1. Why the label matters and who is doing the naming
"RINO" functions as a policing tool inside the GOP: advocacy groups such as Club for Growth, the Senate Conservatives Fund and the National Federation of Republican Assemblies maintain watch lists or campaigns to call out incumbents they consider insufficiently conservative, and newer outlets like RINO Watch amplify those judgments online, creating a steady stream of accusations aimed at Republican officeholders including senators [3] [5] [6].
2. Senators most visibly tagged by conservative groups since 2010
Reporting shows Pat Toomey was specifically attacked as a "RINO" by a prominent conservative fundraising group in 2021 — notable because that same conservative infrastructure had helped his rise in 2009–2010, illustrating how targets can change as factional winds shift — and Thom Tillis has been publicly labeled a RINO after high‑profile breaks with Trump-aligned elements of the party, with both episodes reported as emblematic of the intra-party policing that produces the label [1] [2].

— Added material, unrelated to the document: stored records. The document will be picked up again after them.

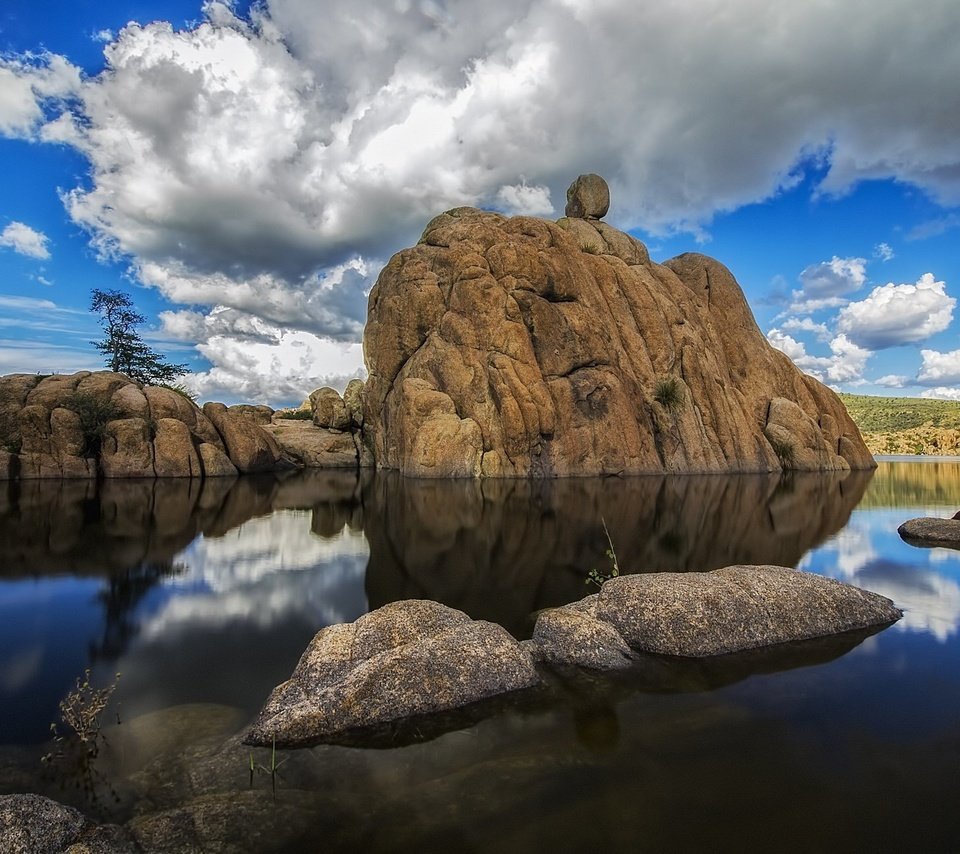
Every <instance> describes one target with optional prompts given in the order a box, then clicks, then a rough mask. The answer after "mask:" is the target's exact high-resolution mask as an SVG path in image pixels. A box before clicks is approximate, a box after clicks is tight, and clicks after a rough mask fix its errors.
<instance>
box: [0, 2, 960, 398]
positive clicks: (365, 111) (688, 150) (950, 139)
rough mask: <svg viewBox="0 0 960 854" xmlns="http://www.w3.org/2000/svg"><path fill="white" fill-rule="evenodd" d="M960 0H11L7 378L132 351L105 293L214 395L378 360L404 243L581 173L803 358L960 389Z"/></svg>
mask: <svg viewBox="0 0 960 854" xmlns="http://www.w3.org/2000/svg"><path fill="white" fill-rule="evenodd" d="M958 32H960V4H958V3H956V2H955V0H922V2H920V3H919V4H918V3H917V2H916V0H913V2H906V0H876V1H875V2H865V1H864V0H845V2H835V3H832V4H831V3H816V4H814V3H796V4H770V3H769V2H767V1H766V0H763V2H761V0H697V2H693V0H688V2H683V1H682V0H678V1H677V2H674V3H667V4H636V3H634V2H632V0H490V2H488V3H485V4H476V3H473V2H469V0H448V2H441V0H393V2H390V0H380V1H379V2H372V0H369V2H368V0H325V2H312V0H266V2H264V3H262V4H259V5H255V6H254V7H253V8H252V9H251V8H250V5H249V4H232V5H231V4H229V3H225V2H207V3H201V2H199V0H191V1H190V2H188V0H182V2H158V1H157V0H143V2H102V0H97V2H94V0H75V2H73V3H69V4H65V3H60V2H52V0H32V2H27V0H6V2H5V3H4V4H3V6H2V8H0V158H2V165H3V174H4V192H3V194H2V195H0V373H12V372H31V373H32V372H36V371H44V372H45V371H57V372H70V371H73V370H77V369H81V368H87V369H92V368H96V367H100V366H101V364H102V362H101V357H100V356H99V354H98V353H96V351H95V350H94V349H93V347H92V346H91V345H90V343H89V342H90V340H91V339H93V338H96V337H97V335H98V328H97V325H96V318H95V317H92V316H91V315H90V314H89V313H88V311H87V307H88V304H89V298H90V290H91V289H92V288H95V287H97V288H118V289H122V290H125V291H127V292H128V293H129V294H130V295H131V296H132V298H133V300H134V302H135V304H136V305H137V307H138V308H139V310H140V311H141V312H142V313H143V314H145V315H146V316H147V318H148V323H147V325H146V326H145V328H144V329H143V330H142V331H143V334H144V337H145V338H147V339H148V340H149V342H150V343H151V344H152V345H153V346H154V347H155V348H157V349H159V350H161V351H162V352H165V353H167V354H168V355H169V358H170V359H171V361H175V362H184V363H187V364H188V365H189V366H190V369H191V374H190V375H189V376H188V377H186V380H185V381H186V382H187V384H188V385H190V386H192V387H193V388H194V389H195V390H196V391H197V392H198V393H199V394H200V396H201V398H202V399H205V400H206V399H219V400H224V401H227V402H232V401H235V400H251V401H258V402H259V401H262V402H268V403H271V404H273V405H280V404H283V403H291V402H299V401H300V400H302V399H303V398H304V397H305V396H306V395H307V394H308V393H309V392H310V391H311V390H312V389H313V388H316V387H318V386H319V385H325V384H330V385H334V386H339V387H342V386H343V385H344V384H345V383H346V381H347V380H348V379H349V378H350V377H352V376H355V375H361V376H362V372H363V368H362V349H361V345H360V341H361V335H362V326H363V321H364V317H365V308H366V295H367V293H368V292H369V289H370V287H371V286H372V284H373V282H374V281H375V279H376V276H377V274H378V272H379V270H380V268H381V267H382V265H383V264H384V263H385V261H386V260H387V259H388V258H389V257H390V255H392V254H393V253H394V252H396V251H398V250H400V249H402V248H404V247H405V246H408V245H410V244H411V243H413V242H415V240H416V239H417V237H418V236H419V233H420V231H421V230H422V228H423V225H424V224H425V223H426V222H427V221H428V220H429V219H430V217H431V216H433V215H434V214H436V213H437V212H439V211H441V210H444V209H447V208H450V207H453V206H456V205H461V204H473V205H477V206H481V207H489V208H496V209H499V210H503V211H505V212H507V213H528V214H533V215H538V216H547V217H557V216H560V215H561V214H562V208H563V204H564V191H565V189H566V186H567V185H568V184H569V182H570V181H571V180H572V179H573V178H574V177H575V176H576V175H577V174H579V173H581V172H587V171H595V172H599V173H600V174H602V175H604V177H606V178H607V180H608V181H609V183H610V185H611V191H612V198H613V204H612V207H611V210H610V213H609V215H608V216H607V221H608V222H610V223H612V224H614V225H617V226H618V227H621V228H624V229H629V230H631V231H632V232H633V233H634V234H636V235H637V236H638V237H639V238H640V239H642V240H644V241H645V242H646V243H647V244H648V246H649V247H650V250H651V254H652V255H653V257H654V258H655V259H657V260H665V259H666V258H668V257H671V256H672V255H675V254H678V253H680V252H684V251H690V250H693V251H701V252H705V253H707V254H709V255H712V256H714V257H716V258H718V259H719V260H721V261H722V262H723V263H725V264H726V265H727V266H728V267H730V269H731V270H732V271H733V273H734V275H735V276H736V277H737V279H738V280H739V282H740V283H741V285H742V286H743V288H744V290H745V292H746V294H747V298H748V300H749V302H750V304H751V306H752V307H753V310H754V312H755V314H756V316H757V321H758V323H759V325H760V327H761V329H762V330H763V331H764V332H765V333H766V334H767V335H768V338H769V339H770V341H771V342H772V343H773V344H774V345H775V346H778V347H780V349H782V350H784V352H786V353H787V354H788V355H790V356H791V358H793V359H794V360H795V361H796V362H797V364H798V365H800V367H801V368H803V369H804V370H806V371H808V372H809V373H813V374H814V375H816V376H818V377H819V378H821V379H823V380H824V381H825V382H827V383H829V384H830V385H831V386H833V387H835V388H838V389H841V390H846V391H855V392H860V393H866V394H897V395H924V396H940V397H948V398H955V399H960V336H958V328H960V327H958V324H960V319H958V317H960V312H958V310H957V298H958V295H960V252H958V250H957V248H956V246H957V244H958V237H960V86H958V85H957V83H956V81H957V80H960V47H958V42H957V39H956V33H958Z"/></svg>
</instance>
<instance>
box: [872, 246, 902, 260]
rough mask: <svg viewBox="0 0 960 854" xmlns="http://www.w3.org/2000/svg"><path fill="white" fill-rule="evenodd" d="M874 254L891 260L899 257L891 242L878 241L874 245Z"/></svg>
mask: <svg viewBox="0 0 960 854" xmlns="http://www.w3.org/2000/svg"><path fill="white" fill-rule="evenodd" d="M873 254H874V257H875V258H879V259H880V260H881V261H891V260H893V259H894V258H896V257H897V256H896V255H895V254H894V251H893V247H892V246H891V245H890V244H889V243H878V244H877V245H876V246H874V247H873Z"/></svg>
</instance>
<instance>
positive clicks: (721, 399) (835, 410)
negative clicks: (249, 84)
mask: <svg viewBox="0 0 960 854" xmlns="http://www.w3.org/2000/svg"><path fill="white" fill-rule="evenodd" d="M588 177H589V180H587V179H586V178H582V179H579V181H578V184H575V186H574V187H572V188H571V197H570V210H571V211H575V212H580V216H579V217H565V218H563V219H561V220H559V221H558V222H556V223H553V222H546V221H543V220H540V219H534V218H532V217H514V218H507V217H505V216H502V215H500V214H497V213H491V212H487V211H480V210H475V209H473V208H457V209H455V210H451V211H448V212H447V213H444V214H441V215H440V216H438V217H436V218H435V219H434V220H432V221H431V222H430V223H429V224H428V225H427V227H426V230H425V231H424V233H423V236H422V238H421V240H420V242H419V243H418V245H417V246H415V247H413V248H410V249H406V250H404V251H402V252H400V253H398V254H397V255H395V256H394V257H393V258H392V259H391V260H390V262H389V263H388V264H387V266H386V267H385V268H384V270H383V272H382V273H381V275H380V278H379V280H378V282H377V284H376V286H375V287H374V289H373V291H372V292H371V294H370V301H369V310H368V319H367V327H366V332H365V336H364V352H365V357H366V361H367V366H368V370H369V379H368V381H367V383H366V387H365V390H364V409H363V430H364V441H365V442H366V443H367V444H368V445H369V447H370V448H371V449H372V451H373V455H374V458H375V460H376V464H377V466H378V467H380V468H387V469H397V470H400V471H401V472H404V473H406V474H410V475H416V476H427V477H452V476H465V477H481V476H483V477H509V476H520V477H554V476H563V475H592V474H620V473H624V474H633V473H645V472H664V471H677V472H679V471H684V472H690V471H697V472H718V471H772V470H777V469H780V468H791V469H808V470H814V469H847V468H869V467H872V466H873V465H874V463H873V458H872V457H871V455H870V453H869V451H868V450H867V449H866V447H865V445H864V444H863V441H862V440H861V438H860V434H859V432H858V430H857V428H856V426H855V425H854V423H853V422H852V420H851V419H850V418H849V416H848V415H847V412H846V410H845V408H844V406H843V404H842V403H841V402H840V400H839V399H838V398H837V396H836V395H835V394H833V392H831V391H830V390H829V389H828V388H826V387H825V386H823V385H822V384H821V383H819V382H817V381H816V380H814V379H813V378H811V377H809V376H806V375H804V374H802V373H801V372H800V371H799V370H797V368H796V367H795V366H794V365H793V363H792V362H791V361H790V360H789V359H788V358H787V357H786V356H785V355H784V354H783V353H780V352H779V351H777V350H775V349H773V348H772V347H771V346H770V345H769V344H768V343H767V341H766V339H765V338H764V336H763V334H762V333H761V332H760V330H759V328H758V327H757V325H756V323H755V321H754V319H753V316H752V314H751V312H750V309H749V307H748V305H747V303H746V300H745V299H744V296H743V292H742V291H741V290H740V287H739V285H738V284H737V282H736V280H735V279H734V278H733V276H732V275H731V273H730V272H729V271H728V270H727V269H726V268H725V267H724V266H723V265H722V264H720V263H719V262H717V261H714V260H713V259H711V258H707V257H706V256H703V255H698V254H685V255H681V256H680V257H678V258H674V259H672V260H670V261H667V262H666V263H665V264H657V263H654V262H652V261H651V260H650V259H649V255H648V253H647V250H646V248H645V247H644V246H643V244H642V243H640V242H639V241H638V240H636V239H635V238H633V237H631V236H629V235H627V234H624V233H622V232H620V231H617V230H616V229H614V228H612V227H611V226H609V225H607V224H605V223H603V222H601V221H599V220H597V219H593V218H589V217H596V216H598V215H601V214H600V211H601V210H602V209H603V208H604V204H603V202H604V200H603V198H602V196H603V193H602V192H600V191H599V189H598V187H597V186H595V185H596V183H597V182H596V181H595V180H593V179H594V178H596V176H588ZM599 180H602V179H599ZM601 189H602V188H601ZM581 217H582V218H581Z"/></svg>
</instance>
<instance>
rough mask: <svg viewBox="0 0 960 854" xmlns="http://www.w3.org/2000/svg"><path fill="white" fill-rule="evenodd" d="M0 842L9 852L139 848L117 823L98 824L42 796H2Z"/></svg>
mask: <svg viewBox="0 0 960 854" xmlns="http://www.w3.org/2000/svg"><path fill="white" fill-rule="evenodd" d="M0 842H2V843H3V845H2V848H3V851H4V852H6V854H40V852H43V853H44V854H46V852H48V851H49V852H51V854H52V852H60V851H68V852H71V854H74V852H75V854H97V852H105V854H106V853H107V852H109V854H128V852H129V854H135V852H137V851H139V850H140V848H139V846H137V845H136V844H135V843H134V840H133V838H132V836H131V835H130V834H129V833H128V832H127V831H126V830H125V829H123V828H121V827H118V826H117V825H109V824H105V825H97V824H95V823H94V822H92V821H90V820H89V819H87V818H86V817H85V816H84V815H83V814H82V813H80V811H79V810H76V809H74V808H73V807H69V806H65V805H64V804H60V803H58V802H57V801H53V800H51V799H50V798H45V797H43V796H42V795H33V794H28V795H0Z"/></svg>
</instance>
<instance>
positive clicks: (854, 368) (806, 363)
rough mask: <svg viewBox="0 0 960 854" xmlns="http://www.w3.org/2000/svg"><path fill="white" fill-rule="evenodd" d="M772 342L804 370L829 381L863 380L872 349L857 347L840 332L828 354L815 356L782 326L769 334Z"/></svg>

3. Other senators frequently used as examples in historical and opinion sources
Longer-standing discussions of the term routinely cite figures such as Mitt Romney, John McCain and Susan Collins as archetypal "moderate" or "Rockefeller"-style Republicans who attract RINO accusations; contemporary and archival pieces (including encyclopedia and documentary commentary) list those senators among the common targets of the epithet even if those sources do not provide a year-by-year count of accusations [7] [4] [8].
4. How the label’s use has changed since 2010 — factional context
The rise of the Tea Party and then the Trumpist faction shifted the GOP baseline to the right, making previously-acceptable deviations more likely to draw the RINO tag; scholars and news reporting document this ideological realignment and note that what counts as "in-name-only" depends on which GOP faction is setting purity tests at a given moment [9] [2].
5. Limits of available evidence and why a definitive ranking is not possible from these sources
The supplied reporting and advocacy material document instances and patterns but do not offer a systematic frequency analysis across the entire Senate since 2010; organizations sometimes publish lists or fundraising blasts targeting individual senators, and news outlets highlight particular episodes, but none of the provided sources gives a comprehensive, reproducible count of which senators were labeled most often, so conclusions must be qualified by that data gap [3] [6] [1].
6. Conclusion — a defensible shortlist and the caveats
Based on the supplied reporting and conservative advocacy outputs, Pat Toomey and Thom Tillis emerge as among the most visibly targeted sitting senators since 2010, with recurring mentions of Romney, McCain and Collins in broader commentary about RINOs; this reading reflects the documented pattern of intra-party enforcement by groups like Club for Growth and the Senate Conservatives Fund, but the absence of comprehensive tallies in the available sources means this must be presented as a measured, evidence‑based characterization rather than a definitive frequency ranking [1] [2] [3] [4].